Avec ces Hautes Oeuvres, Simon Hureau nous invite à une leçon d’histoire authentique doublée d’une bonne tranche de rigolade. "Apprendre autrement", comme qui dirait !!! Et s’il réussit autant à captiver le lecteur, c’est parce que sa narration est excellente, parce qu’elle est multiple. Le bourreau Sanson nous relate par exemple sa version des faits en racontant, après que l’exécution ait été menée à terme, son éprouvante journée à une parente. Mais c’est aussi en suivant la conversation entre Eliacin et Aline, spectateurs dans la foule, qu’on va avoir un autre point de vue, le leur. Ces deux-là se plaisant l’un l’autre, ils vont enchaîner le spectacle avec une petite partie de jambes en l’air, après quoi ils vont croiser des marchandes de babioles qui seront à leur tour nos guides en étant notre ticket pour monter dans les étages d’un bâtiment ayant ses fenêtres donnant sur la Place de Grève, occupé par des gens de la haute. Ainsi, c’est un traveling constant qui nous fait aller de personnages à d’autres et qui nous fait de cette manière cocasse nous intéresser à ce supplice sans fin que subit Damiens !

Les autres atouts de cette bande dessinée sont le dessin, qui, en noir et blanc, partage équitablement les planches avec les textes qui sont eux, pour diverses raisons, très humoristiques. Parfois parce que très modernes ("Etre bourreau, c’est ringard !"), parfois parce qu’au contraire c’est un français châtié qui est employé, contrastant avec le drame qui se joue ("Vous oubliâtes une cuisse !") ou encore par des petits jeux de mots bien trouvés ("Ma foi, à une lettre près…" – Là, hors contexte et sans avoir lu Hautes Oeuvres, vous ne pourrez pas savoir de quoi il s’agit, héhé !)

Mais bon, en un mot, c’est complet, intéressant, génial !
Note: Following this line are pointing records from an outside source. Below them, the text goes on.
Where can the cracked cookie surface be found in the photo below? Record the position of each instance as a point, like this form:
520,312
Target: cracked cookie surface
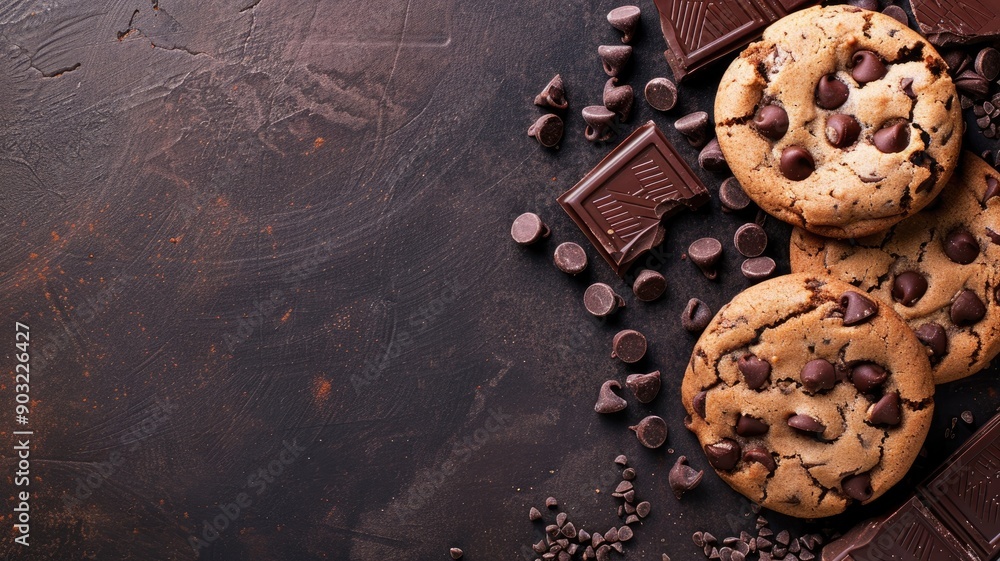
934,268
808,396
840,120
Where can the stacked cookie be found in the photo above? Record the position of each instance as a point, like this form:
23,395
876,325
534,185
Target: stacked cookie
814,391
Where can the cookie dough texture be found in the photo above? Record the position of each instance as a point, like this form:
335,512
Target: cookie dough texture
918,244
790,321
856,190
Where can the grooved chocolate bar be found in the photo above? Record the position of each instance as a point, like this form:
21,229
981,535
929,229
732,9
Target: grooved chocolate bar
619,204
954,516
698,31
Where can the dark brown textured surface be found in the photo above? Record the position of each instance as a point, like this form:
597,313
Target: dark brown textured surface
291,220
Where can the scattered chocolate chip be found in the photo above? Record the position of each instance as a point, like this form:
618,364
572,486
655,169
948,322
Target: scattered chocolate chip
757,269
625,19
601,300
771,121
831,93
756,371
961,247
892,138
628,345
818,375
858,487
618,98
908,287
711,158
570,258
886,411
661,94
682,478
796,163
528,229
967,308
614,58
696,316
553,95
842,130
857,308
868,67
695,127
750,240
651,432
644,386
724,454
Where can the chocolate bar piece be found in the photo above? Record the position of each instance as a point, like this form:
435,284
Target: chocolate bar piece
619,204
699,32
947,22
954,516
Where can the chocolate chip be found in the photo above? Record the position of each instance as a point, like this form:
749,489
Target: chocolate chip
724,454
618,98
757,269
961,247
761,456
756,371
711,158
967,308
528,229
892,138
608,401
629,345
750,426
614,58
886,411
732,196
696,316
661,94
831,93
868,67
570,258
771,121
805,423
857,308
553,95
818,375
547,130
858,487
695,127
750,240
842,130
796,163
651,432
908,287
988,63
601,300
624,19
644,386
649,285
599,120
705,253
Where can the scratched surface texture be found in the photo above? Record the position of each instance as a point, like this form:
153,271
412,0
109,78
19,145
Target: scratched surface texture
263,251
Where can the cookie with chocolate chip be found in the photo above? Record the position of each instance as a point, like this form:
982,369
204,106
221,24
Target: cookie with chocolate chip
808,395
939,269
840,120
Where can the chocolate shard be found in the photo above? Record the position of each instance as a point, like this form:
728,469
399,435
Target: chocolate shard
698,33
620,203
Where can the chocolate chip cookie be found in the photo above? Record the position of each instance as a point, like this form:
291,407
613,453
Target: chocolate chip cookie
808,396
939,269
840,120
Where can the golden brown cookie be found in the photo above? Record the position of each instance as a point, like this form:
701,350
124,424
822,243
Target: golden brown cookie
940,269
840,120
808,396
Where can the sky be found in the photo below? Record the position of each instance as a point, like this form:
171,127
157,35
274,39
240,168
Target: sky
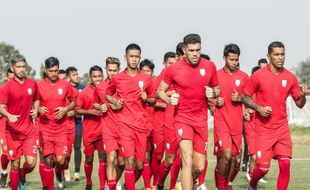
83,33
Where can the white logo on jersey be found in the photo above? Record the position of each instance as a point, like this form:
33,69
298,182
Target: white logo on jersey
284,83
202,72
180,132
141,84
29,91
60,91
237,82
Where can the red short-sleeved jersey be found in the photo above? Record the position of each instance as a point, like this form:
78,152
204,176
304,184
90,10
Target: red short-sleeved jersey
19,99
91,123
190,82
53,96
272,90
129,88
230,113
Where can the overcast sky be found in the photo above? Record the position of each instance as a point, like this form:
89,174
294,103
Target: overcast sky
83,33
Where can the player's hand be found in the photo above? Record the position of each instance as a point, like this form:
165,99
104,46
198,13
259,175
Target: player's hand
103,108
264,111
235,96
209,92
60,112
70,113
13,118
43,110
143,95
219,102
174,99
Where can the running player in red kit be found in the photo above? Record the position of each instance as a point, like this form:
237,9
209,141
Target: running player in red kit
53,109
193,78
228,118
130,86
19,102
92,136
272,85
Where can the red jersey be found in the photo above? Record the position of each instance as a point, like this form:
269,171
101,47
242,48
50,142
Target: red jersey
231,112
91,123
272,90
190,82
53,96
128,88
19,100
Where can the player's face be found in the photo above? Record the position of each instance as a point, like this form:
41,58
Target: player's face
277,57
133,58
112,69
19,69
170,61
192,53
147,70
232,62
52,73
74,77
96,77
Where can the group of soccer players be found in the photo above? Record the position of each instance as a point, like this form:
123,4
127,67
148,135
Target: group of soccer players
150,127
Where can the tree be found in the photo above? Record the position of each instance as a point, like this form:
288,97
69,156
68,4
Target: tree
6,52
303,71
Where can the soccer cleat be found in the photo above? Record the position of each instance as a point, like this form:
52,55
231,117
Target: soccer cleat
77,176
3,178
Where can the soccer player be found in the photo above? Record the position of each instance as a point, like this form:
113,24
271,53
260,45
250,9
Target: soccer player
271,86
3,143
228,118
19,102
190,77
92,128
75,128
133,89
53,110
110,131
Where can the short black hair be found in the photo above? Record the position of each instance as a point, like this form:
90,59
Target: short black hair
191,39
133,47
231,48
51,62
254,69
263,60
168,55
148,63
17,58
95,68
179,49
70,69
205,56
112,60
275,44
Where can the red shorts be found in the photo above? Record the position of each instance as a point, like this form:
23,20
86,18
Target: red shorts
110,138
198,134
52,144
19,145
250,135
223,140
171,141
272,144
132,142
91,146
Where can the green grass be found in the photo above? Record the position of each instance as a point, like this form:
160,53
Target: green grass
300,169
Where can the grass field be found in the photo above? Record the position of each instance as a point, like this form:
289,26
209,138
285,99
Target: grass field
300,168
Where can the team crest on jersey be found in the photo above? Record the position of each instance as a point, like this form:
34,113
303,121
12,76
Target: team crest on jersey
141,84
29,90
202,72
284,83
237,82
60,91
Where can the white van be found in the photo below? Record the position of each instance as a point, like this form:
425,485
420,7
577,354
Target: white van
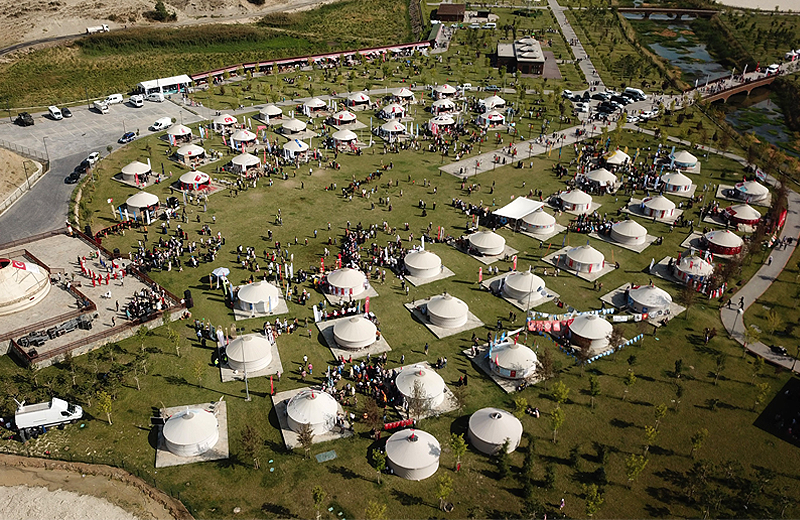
162,124
113,99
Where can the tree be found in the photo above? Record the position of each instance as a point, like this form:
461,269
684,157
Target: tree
459,447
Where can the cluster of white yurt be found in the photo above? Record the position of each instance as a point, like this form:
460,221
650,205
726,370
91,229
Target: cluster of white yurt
512,360
354,333
447,311
584,259
22,285
423,263
413,454
628,232
314,407
251,352
590,331
490,428
487,243
191,432
347,282
649,299
258,297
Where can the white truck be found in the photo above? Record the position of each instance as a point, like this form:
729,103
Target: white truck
33,419
97,29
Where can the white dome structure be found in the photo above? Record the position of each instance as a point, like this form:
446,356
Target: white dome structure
354,333
629,232
513,360
490,428
487,243
313,407
585,259
22,285
413,454
590,331
447,311
649,299
576,200
347,282
658,207
431,384
191,432
258,297
251,352
423,263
En outre, une strate narrative supplémentaire a été ajoutée en la personne de Limul Goma, un collectionneur atypique concerné à son niveau par cet événement qu’on aura suivi tout au long de la BD et, qui plus est, se fait le porte-parole de son auteur en nous touchant mot de sa biographie et de son éditeur en n’omettant pas de nous rafraîchir la mémoire sur les autres excellents titres parus récemment (ou à paraître) aux éditions La Boîte à Bulles.

Hautes Oeuvres, un coup de coeur… et tout ça grâce à un coup de couteau ! A découvrir absolument !!!